I hesitate. I’m scared to tell Him. He waits patiently. Finally I start:
“I want You to help me love Dustin. Like, to love him without expectations.”
Jesus is quiet a moment, then: “Are you sure?”
“Yes, I’m sure.”
He still looks skeptical. “Do you know what you are actually asking me?”
He clears His throat. “You do know he has a choice in the matter too. He can choose not to reciprocate. I don’t do love spells. You might be learning to love someone who chooses to love someone else.”
“Yes, I know. I’ve thought about that.”
“You should also think about the fact you might discover things about him you don’t like.”
“There are things I don’t like about You and I still love You,” I say mischievously.
Jesus remains serious. “There is also the possibility you may never get to know him at all. And you may end up loving a figment of your imagination.”

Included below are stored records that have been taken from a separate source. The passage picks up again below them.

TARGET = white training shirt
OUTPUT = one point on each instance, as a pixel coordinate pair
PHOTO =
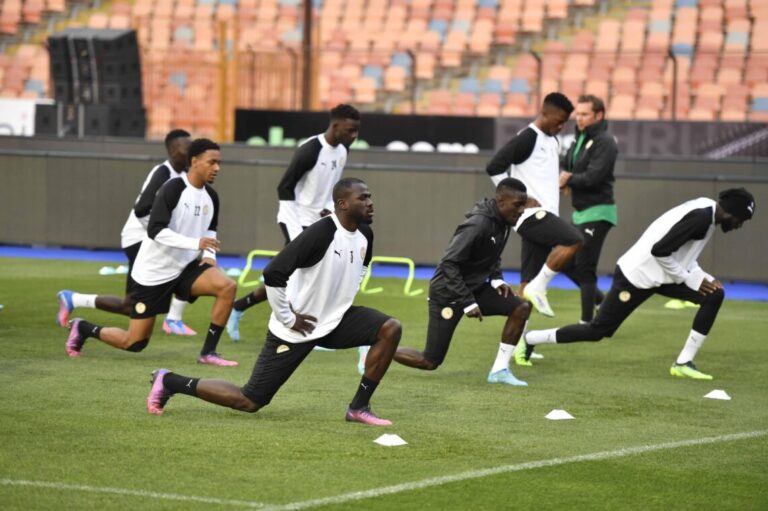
(307, 185)
(532, 157)
(668, 250)
(181, 215)
(136, 225)
(319, 274)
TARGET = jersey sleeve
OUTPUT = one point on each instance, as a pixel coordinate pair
(146, 198)
(306, 250)
(459, 251)
(304, 159)
(166, 200)
(516, 151)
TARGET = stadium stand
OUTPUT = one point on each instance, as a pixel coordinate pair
(460, 57)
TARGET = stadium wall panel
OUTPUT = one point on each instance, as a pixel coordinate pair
(78, 193)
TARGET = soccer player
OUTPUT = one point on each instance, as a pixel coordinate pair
(532, 157)
(176, 145)
(177, 256)
(305, 190)
(469, 281)
(311, 284)
(664, 261)
(588, 175)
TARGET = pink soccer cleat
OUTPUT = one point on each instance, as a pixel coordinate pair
(65, 307)
(75, 341)
(177, 327)
(366, 416)
(158, 396)
(214, 359)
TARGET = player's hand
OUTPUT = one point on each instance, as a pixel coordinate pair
(708, 287)
(304, 323)
(504, 290)
(475, 313)
(209, 244)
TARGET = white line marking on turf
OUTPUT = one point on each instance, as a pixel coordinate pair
(132, 493)
(389, 490)
(475, 474)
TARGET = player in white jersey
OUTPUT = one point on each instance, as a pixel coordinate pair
(176, 145)
(549, 243)
(305, 190)
(177, 256)
(311, 284)
(664, 261)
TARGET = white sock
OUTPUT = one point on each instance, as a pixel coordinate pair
(542, 280)
(176, 310)
(81, 300)
(535, 337)
(692, 345)
(502, 357)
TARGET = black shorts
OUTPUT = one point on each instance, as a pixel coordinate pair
(131, 253)
(149, 301)
(444, 318)
(623, 298)
(541, 233)
(279, 359)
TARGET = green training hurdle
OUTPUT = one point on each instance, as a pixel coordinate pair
(391, 260)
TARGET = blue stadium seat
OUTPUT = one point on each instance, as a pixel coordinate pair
(439, 26)
(760, 105)
(682, 49)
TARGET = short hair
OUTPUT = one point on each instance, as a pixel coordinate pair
(558, 100)
(343, 186)
(509, 184)
(175, 135)
(597, 104)
(737, 202)
(200, 145)
(344, 111)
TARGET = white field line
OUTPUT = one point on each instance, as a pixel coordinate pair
(132, 493)
(389, 490)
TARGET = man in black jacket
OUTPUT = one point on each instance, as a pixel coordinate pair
(469, 281)
(588, 175)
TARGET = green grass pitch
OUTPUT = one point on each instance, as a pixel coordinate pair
(75, 433)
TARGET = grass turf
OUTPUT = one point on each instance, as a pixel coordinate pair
(83, 422)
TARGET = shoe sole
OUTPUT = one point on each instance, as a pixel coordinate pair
(154, 380)
(72, 352)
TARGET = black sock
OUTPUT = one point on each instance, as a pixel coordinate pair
(211, 339)
(86, 330)
(364, 392)
(244, 303)
(178, 384)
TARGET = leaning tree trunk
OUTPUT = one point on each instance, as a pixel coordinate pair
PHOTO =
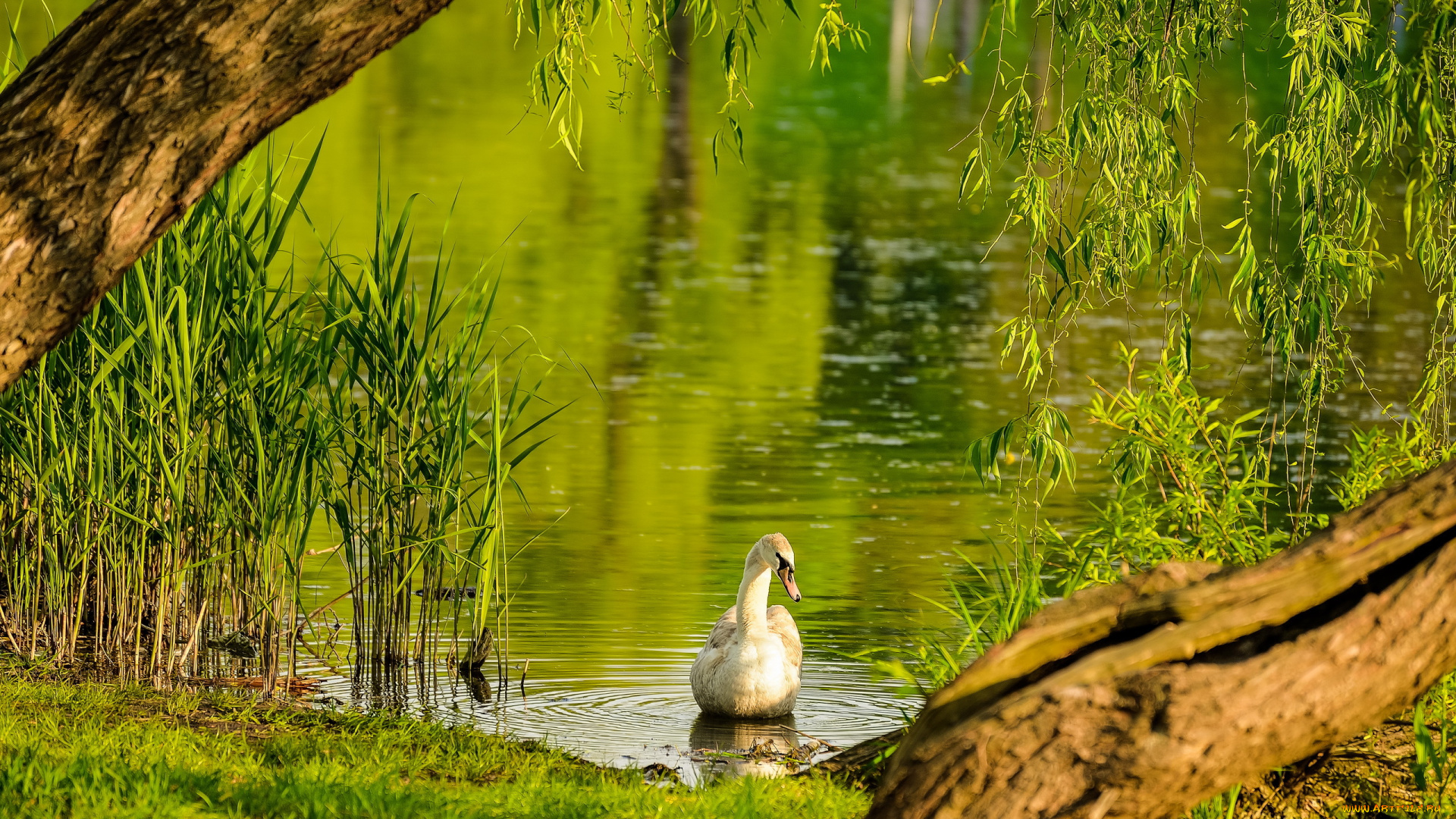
(131, 114)
(1144, 698)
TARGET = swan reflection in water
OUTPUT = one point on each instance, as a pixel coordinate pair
(743, 748)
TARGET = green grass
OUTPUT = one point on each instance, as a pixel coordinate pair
(130, 751)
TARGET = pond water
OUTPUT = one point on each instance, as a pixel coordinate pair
(801, 343)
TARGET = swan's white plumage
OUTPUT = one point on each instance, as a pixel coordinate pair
(750, 665)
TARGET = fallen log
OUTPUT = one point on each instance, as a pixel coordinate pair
(1144, 698)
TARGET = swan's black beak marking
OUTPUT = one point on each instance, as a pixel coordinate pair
(785, 573)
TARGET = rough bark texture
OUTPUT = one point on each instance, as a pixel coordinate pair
(131, 114)
(1147, 697)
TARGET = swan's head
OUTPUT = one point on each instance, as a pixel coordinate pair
(777, 553)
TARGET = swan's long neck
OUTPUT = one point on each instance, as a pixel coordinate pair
(753, 599)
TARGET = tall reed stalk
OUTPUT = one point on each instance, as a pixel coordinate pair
(162, 471)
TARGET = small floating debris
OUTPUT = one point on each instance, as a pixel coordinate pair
(235, 643)
(658, 773)
(294, 686)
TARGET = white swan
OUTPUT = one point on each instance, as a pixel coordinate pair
(750, 665)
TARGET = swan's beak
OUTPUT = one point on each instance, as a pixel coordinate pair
(786, 576)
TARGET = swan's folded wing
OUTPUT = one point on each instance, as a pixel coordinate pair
(723, 630)
(783, 624)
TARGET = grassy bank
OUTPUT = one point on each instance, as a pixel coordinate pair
(130, 751)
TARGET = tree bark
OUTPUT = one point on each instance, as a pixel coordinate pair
(1144, 698)
(131, 114)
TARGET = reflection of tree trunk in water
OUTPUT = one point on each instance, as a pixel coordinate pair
(967, 37)
(921, 24)
(899, 50)
(670, 223)
(674, 180)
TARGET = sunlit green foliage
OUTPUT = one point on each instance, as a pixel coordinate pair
(162, 468)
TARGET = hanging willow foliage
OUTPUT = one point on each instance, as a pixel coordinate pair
(1100, 130)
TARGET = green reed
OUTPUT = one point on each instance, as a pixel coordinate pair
(164, 468)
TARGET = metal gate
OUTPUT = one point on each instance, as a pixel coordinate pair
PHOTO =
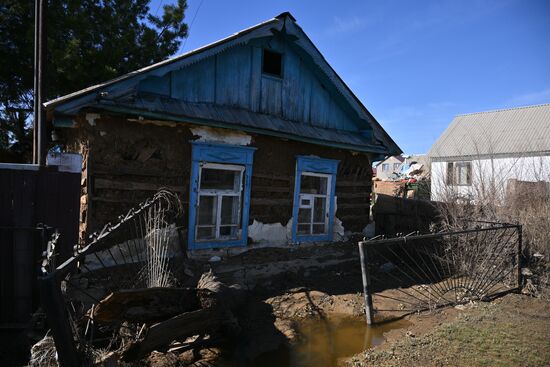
(420, 272)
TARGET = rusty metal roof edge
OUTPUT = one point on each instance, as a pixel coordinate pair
(200, 121)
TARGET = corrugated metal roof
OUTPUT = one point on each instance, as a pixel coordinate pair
(515, 131)
(142, 104)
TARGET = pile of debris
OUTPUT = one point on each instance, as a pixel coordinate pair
(132, 292)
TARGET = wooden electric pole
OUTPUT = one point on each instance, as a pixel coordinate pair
(39, 123)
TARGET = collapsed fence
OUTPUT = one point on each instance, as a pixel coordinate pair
(420, 272)
(140, 251)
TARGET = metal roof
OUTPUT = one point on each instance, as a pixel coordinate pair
(511, 132)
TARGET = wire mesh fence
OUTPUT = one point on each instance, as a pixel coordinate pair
(142, 250)
(420, 272)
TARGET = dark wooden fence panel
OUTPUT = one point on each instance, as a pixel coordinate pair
(29, 200)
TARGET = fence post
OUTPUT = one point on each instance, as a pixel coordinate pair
(520, 249)
(369, 312)
(52, 301)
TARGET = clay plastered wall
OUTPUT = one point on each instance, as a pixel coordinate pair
(126, 161)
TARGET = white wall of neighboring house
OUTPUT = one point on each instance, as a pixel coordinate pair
(393, 165)
(489, 174)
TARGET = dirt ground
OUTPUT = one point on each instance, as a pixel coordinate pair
(510, 331)
(287, 312)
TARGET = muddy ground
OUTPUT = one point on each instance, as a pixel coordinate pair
(304, 308)
(511, 330)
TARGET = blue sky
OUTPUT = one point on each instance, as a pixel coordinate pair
(414, 64)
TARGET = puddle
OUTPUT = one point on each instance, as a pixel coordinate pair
(325, 341)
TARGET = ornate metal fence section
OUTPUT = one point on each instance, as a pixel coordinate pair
(142, 250)
(420, 272)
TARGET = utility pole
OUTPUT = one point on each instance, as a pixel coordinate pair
(39, 124)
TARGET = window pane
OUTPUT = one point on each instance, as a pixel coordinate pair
(319, 210)
(319, 229)
(313, 185)
(207, 210)
(304, 229)
(304, 215)
(229, 231)
(206, 233)
(220, 179)
(230, 210)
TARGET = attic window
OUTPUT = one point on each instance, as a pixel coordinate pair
(272, 63)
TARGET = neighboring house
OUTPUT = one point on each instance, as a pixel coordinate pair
(256, 132)
(387, 168)
(479, 153)
(415, 166)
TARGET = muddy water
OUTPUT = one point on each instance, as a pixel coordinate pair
(325, 341)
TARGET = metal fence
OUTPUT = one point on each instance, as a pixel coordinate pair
(136, 252)
(420, 272)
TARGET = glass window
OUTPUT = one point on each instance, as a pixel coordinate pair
(459, 173)
(314, 200)
(219, 202)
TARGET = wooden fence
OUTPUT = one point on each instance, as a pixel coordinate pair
(33, 203)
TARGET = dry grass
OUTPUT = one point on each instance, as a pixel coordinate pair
(511, 331)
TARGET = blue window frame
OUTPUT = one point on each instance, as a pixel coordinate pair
(219, 195)
(313, 209)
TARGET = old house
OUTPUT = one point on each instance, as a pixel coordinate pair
(260, 137)
(389, 167)
(479, 154)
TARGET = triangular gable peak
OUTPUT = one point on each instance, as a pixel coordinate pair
(228, 77)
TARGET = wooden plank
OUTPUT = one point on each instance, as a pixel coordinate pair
(177, 328)
(146, 305)
(103, 183)
(353, 205)
(123, 170)
(354, 218)
(270, 189)
(353, 195)
(270, 202)
(358, 183)
(272, 177)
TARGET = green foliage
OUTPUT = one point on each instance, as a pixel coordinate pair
(88, 42)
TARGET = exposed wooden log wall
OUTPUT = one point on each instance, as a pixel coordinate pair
(126, 162)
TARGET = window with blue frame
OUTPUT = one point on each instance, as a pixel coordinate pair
(314, 203)
(220, 195)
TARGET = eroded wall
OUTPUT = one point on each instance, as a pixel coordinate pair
(127, 160)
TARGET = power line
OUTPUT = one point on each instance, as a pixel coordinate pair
(158, 7)
(191, 25)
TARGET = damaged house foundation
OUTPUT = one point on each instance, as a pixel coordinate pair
(263, 142)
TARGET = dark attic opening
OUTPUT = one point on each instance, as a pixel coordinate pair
(272, 63)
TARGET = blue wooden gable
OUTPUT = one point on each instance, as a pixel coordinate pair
(223, 85)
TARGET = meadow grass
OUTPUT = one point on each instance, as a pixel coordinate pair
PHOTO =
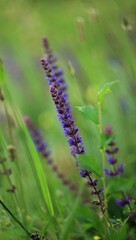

Ugh, I think, that is the worst scenario.
“I know,” I say.
“Are you sure that you’re not really asking me to be loved?”
“Well, I want that too,” I admit. “If you could just put that on the back burner for now. Being able to love is more important at the moment.”
“Why is that?”
“Because…sometimes I don’t feel human; I go to work and I go about my day and I do things that I would be passionate about, but I – do you know what I’m trying to say?”
“No,” He says patiently. “Please try to explain.”
I take a moment to gather my thoughts. “I feel like sometimes I can’t get enough air – I’m holding my breath or I’m scared to breathe, I don’t know, but what is a human without breathing? She’s not human – she’s a corpse. And who could ever love a corpse?”
He takes my hands and looks in my eyes. “I love your corpse.”
We start laughing and I roll my eyes.
“I want your air,” I say. “I wish so often I could just breathe out your name, just say it out loud and heal with it, but I can’t because I’m just holding it in, hoping I don’t suffocate.” I’m getting emotional and I don’t know if what I’m saying makes any sense. Loving is like breathing – you have to do it to stay alive and I just feel like I’m struggling.
Jesus touches my cheek. “You don’t have to say my name out loud. Raquel, remember how I said I don’t want anything from you? I mean that. Hold your breath; you can keep my air in your lungs. You can keep me to yourself. You can love me selfishly. I am a gift – and a gift you don’t have to share with your siblings. There is nothing that you have to do with that air. If you don’t want to breathe, don’t breathe. If you can’t breathe, I’ll breathe for you.”
Then he kisses my lips. It isn’t exactly romantic. It’s a bit how Dustin kisses me sometimes. Gentle, comforting.
“Did I throw you off?” He grins.
“A little,” I say. “Do you remember that time we spent together?”
He knows the time I’m referring to. He nods.
“I sometimes miss that.”
“Is that what you expect from men?”
“Yes,” I say.
“Why Dustin?” He asks after a moment.
“Why do you want to love Dustin?”
I think for a moment. “Because he’s me. It’s as if you gave him to me like a mirror to see myself. He’s beautiful.”
“Does he breathe?” God asks playfully.
“Yes,” I say. “But even if he didn’t, his corpse is beautiful.”
“Hmmm, so maybe he’s me.”
“You’re right,” I say.
Then, “Don’t leave.”
“Not going anywhere, Babe,” He says.